Hydrogen-rich syngas production and carbon dioxide formation using aqueous urea solution in biogas steam reforming by thermodynamic analysis

Abstract

Biogas is a renewable biofuel that contains a lot of CH4 and CO2. Biogas can be used to produce heat and electric power while reducing CH4, one of greenhouse gas emissions. As a result, it has been getting increasing academic attention. There are some application ways of biogas; biogas can produce hydrogen to feed a fuel cell by reforming process. Urea is also a hydrogen carrier and could produce hydrogen by steam reforming.

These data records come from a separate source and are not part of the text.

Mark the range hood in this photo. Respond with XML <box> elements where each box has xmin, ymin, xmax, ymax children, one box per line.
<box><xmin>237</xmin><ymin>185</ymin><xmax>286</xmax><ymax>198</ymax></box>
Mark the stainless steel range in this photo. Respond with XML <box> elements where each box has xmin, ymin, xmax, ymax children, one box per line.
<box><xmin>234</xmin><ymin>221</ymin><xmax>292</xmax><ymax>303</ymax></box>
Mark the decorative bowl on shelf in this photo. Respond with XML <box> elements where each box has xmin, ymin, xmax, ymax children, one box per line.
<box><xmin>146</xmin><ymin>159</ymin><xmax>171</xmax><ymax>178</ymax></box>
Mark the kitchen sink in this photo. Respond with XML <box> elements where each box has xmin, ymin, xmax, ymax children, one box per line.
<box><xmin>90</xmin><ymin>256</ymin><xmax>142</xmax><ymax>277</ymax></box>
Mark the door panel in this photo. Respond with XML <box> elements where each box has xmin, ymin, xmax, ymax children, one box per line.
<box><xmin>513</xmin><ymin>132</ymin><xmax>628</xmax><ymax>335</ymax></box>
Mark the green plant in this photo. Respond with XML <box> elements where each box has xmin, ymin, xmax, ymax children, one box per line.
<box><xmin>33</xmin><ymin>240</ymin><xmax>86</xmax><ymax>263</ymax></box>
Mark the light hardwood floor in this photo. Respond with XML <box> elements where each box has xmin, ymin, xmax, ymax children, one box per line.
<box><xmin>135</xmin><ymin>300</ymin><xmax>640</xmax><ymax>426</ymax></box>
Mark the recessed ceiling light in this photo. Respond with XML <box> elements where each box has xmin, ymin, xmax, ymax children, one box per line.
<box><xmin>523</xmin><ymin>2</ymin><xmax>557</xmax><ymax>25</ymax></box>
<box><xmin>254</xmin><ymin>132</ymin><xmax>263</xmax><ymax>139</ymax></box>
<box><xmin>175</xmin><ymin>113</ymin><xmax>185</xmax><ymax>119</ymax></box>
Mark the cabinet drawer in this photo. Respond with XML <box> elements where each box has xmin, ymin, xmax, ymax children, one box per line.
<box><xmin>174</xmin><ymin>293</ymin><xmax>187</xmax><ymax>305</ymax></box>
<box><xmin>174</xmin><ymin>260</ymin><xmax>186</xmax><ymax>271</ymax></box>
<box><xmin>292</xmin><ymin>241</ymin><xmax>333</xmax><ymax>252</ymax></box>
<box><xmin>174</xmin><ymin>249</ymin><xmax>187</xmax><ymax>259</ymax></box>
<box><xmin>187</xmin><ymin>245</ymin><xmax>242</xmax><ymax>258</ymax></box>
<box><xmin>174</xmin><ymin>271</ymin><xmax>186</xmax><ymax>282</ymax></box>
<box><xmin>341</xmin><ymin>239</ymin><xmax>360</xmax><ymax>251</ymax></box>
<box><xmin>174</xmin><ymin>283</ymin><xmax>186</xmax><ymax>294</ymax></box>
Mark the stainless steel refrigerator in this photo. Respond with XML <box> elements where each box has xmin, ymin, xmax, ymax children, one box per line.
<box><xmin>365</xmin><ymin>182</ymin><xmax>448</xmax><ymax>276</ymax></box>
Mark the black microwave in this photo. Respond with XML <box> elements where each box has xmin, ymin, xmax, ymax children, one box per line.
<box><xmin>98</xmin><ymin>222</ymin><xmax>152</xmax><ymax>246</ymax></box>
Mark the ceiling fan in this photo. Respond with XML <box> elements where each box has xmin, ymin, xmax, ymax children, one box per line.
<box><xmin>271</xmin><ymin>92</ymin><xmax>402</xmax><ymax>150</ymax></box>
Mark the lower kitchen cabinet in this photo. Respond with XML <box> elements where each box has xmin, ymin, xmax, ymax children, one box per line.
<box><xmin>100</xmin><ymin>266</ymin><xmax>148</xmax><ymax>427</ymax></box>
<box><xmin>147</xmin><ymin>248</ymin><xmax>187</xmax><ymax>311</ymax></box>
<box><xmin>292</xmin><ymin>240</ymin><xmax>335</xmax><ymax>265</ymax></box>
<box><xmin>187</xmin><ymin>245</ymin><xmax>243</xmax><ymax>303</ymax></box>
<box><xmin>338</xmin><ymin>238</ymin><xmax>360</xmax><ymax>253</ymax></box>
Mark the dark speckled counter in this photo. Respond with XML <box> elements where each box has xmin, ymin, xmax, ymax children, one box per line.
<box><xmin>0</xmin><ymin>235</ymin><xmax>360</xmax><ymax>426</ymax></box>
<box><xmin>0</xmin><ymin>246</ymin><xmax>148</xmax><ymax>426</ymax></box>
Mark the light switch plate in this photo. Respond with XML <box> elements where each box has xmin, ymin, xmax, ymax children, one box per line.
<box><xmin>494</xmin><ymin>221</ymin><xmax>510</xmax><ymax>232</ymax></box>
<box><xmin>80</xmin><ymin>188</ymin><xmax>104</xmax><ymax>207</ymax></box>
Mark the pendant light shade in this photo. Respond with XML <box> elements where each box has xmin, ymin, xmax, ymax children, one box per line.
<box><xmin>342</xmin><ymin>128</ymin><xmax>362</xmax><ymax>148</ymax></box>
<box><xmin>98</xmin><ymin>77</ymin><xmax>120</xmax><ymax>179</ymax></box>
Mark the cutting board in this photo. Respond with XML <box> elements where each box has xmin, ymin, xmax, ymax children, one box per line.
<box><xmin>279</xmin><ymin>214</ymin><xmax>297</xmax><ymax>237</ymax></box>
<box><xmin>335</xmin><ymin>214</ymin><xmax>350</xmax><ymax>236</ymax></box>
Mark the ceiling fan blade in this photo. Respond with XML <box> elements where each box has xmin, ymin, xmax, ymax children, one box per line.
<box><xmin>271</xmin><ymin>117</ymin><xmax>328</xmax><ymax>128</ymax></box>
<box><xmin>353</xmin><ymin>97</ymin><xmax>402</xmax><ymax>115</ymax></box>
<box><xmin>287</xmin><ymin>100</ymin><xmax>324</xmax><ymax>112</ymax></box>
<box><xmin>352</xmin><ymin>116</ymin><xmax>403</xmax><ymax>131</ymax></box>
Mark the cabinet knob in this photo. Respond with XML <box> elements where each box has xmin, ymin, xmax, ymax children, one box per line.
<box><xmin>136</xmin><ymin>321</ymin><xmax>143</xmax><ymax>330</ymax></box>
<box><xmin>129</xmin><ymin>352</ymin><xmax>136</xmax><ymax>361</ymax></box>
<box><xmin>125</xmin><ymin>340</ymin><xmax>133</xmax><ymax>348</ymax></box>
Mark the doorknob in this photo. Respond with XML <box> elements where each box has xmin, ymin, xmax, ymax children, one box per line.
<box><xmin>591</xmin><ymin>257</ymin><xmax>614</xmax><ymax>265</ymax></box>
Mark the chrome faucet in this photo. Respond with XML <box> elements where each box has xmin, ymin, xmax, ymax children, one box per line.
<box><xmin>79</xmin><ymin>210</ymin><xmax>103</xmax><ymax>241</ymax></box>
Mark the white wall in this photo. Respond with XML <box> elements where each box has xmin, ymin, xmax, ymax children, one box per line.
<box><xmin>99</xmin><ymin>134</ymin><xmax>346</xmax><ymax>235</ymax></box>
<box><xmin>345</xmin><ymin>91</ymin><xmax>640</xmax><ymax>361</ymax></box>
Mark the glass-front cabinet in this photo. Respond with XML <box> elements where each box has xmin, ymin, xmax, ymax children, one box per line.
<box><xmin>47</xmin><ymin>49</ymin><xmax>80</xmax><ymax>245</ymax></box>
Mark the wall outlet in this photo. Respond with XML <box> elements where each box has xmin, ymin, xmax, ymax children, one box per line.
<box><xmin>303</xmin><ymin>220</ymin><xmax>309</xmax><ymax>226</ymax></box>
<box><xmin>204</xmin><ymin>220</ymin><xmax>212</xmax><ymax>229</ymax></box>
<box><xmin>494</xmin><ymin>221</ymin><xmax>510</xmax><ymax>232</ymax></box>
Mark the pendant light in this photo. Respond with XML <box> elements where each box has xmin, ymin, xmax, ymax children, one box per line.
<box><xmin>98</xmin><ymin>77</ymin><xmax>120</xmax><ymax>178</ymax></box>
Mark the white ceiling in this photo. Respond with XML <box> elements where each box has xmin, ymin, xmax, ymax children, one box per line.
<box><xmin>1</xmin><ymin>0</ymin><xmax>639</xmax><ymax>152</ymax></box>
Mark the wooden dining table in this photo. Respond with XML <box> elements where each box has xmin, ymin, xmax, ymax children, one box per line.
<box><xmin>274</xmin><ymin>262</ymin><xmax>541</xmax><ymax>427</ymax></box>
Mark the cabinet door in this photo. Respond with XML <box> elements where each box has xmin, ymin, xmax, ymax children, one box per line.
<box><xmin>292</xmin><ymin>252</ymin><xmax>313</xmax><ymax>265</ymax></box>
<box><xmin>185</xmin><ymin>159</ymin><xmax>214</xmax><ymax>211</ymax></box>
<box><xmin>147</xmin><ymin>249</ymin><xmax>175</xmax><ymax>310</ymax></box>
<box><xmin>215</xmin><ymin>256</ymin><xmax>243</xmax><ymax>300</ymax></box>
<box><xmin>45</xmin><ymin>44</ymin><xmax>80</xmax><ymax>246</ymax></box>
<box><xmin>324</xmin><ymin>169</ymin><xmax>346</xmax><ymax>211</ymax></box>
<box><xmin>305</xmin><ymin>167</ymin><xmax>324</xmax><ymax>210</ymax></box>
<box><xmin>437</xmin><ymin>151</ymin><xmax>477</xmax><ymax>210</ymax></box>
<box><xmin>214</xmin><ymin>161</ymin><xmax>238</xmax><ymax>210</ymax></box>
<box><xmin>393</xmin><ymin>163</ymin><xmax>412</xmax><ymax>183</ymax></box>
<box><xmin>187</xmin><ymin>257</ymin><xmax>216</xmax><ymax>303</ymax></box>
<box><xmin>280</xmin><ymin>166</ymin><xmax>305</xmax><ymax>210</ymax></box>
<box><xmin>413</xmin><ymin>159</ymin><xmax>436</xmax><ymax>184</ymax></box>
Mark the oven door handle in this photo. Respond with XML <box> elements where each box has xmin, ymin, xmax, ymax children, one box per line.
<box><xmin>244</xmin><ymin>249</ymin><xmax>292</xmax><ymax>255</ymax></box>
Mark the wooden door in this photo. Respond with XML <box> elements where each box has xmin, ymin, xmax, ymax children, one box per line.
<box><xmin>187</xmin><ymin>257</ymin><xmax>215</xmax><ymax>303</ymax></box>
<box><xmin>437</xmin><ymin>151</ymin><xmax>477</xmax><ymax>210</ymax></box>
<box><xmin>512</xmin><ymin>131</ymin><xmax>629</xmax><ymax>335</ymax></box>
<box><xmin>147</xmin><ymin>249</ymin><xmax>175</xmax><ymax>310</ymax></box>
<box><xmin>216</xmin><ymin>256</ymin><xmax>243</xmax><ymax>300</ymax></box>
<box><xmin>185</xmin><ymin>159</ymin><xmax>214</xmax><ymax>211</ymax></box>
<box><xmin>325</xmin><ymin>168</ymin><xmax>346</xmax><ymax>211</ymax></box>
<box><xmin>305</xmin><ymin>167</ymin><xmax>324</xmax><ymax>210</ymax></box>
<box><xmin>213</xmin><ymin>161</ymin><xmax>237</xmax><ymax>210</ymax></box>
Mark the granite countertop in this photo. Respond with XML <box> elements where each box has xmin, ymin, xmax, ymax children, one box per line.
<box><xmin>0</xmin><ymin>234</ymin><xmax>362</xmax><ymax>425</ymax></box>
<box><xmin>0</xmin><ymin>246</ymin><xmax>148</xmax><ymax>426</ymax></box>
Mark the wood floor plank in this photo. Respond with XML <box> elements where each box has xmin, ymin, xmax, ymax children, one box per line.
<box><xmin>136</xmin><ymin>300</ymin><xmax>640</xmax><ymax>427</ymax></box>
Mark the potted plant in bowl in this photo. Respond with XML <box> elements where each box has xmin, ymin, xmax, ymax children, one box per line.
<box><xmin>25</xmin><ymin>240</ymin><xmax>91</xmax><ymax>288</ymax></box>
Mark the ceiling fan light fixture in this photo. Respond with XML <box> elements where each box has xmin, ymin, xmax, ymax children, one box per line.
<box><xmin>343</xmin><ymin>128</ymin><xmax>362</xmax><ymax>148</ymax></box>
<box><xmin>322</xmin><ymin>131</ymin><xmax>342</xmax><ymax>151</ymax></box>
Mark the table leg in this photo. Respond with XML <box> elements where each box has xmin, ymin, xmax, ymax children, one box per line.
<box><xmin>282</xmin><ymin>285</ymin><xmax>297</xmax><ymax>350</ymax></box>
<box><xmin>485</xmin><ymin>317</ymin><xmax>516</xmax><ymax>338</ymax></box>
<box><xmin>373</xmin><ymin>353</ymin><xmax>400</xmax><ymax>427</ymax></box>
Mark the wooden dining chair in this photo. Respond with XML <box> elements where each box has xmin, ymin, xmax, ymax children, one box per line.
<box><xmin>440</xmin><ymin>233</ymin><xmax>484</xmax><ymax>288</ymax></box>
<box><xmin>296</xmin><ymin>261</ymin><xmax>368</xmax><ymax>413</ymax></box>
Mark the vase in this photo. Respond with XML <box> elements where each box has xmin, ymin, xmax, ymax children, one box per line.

This study then employes steam reforming of biogas and compares hydrogen-rich syngas production and carbon dioxide with various methane concentrations using steam and aqueous urea solution (AUS) by Thermodynamic analysis. The results show that the utilization of AUS as a replacement for steam enriches the production of H2 and CO and has a slight CO2 rise compared with pure biogas steam reforming at a temperature higher than 800 °C. However, CO2 formation is less than the initial CO2 in biogas. At the reaction temperature of 700 °C, carbon formation does not occur in the reforming process for steam/biogas ratios higher than 2. These conditions led to the highest H2, CO production, and reforming efficiency (about 125%). The results can be used as operation data for systems that combine biogas reforming and applied to solid oxide fuel cell (SOFC), which usually operates between 700 °C to 900 °C to generate electric power in the future.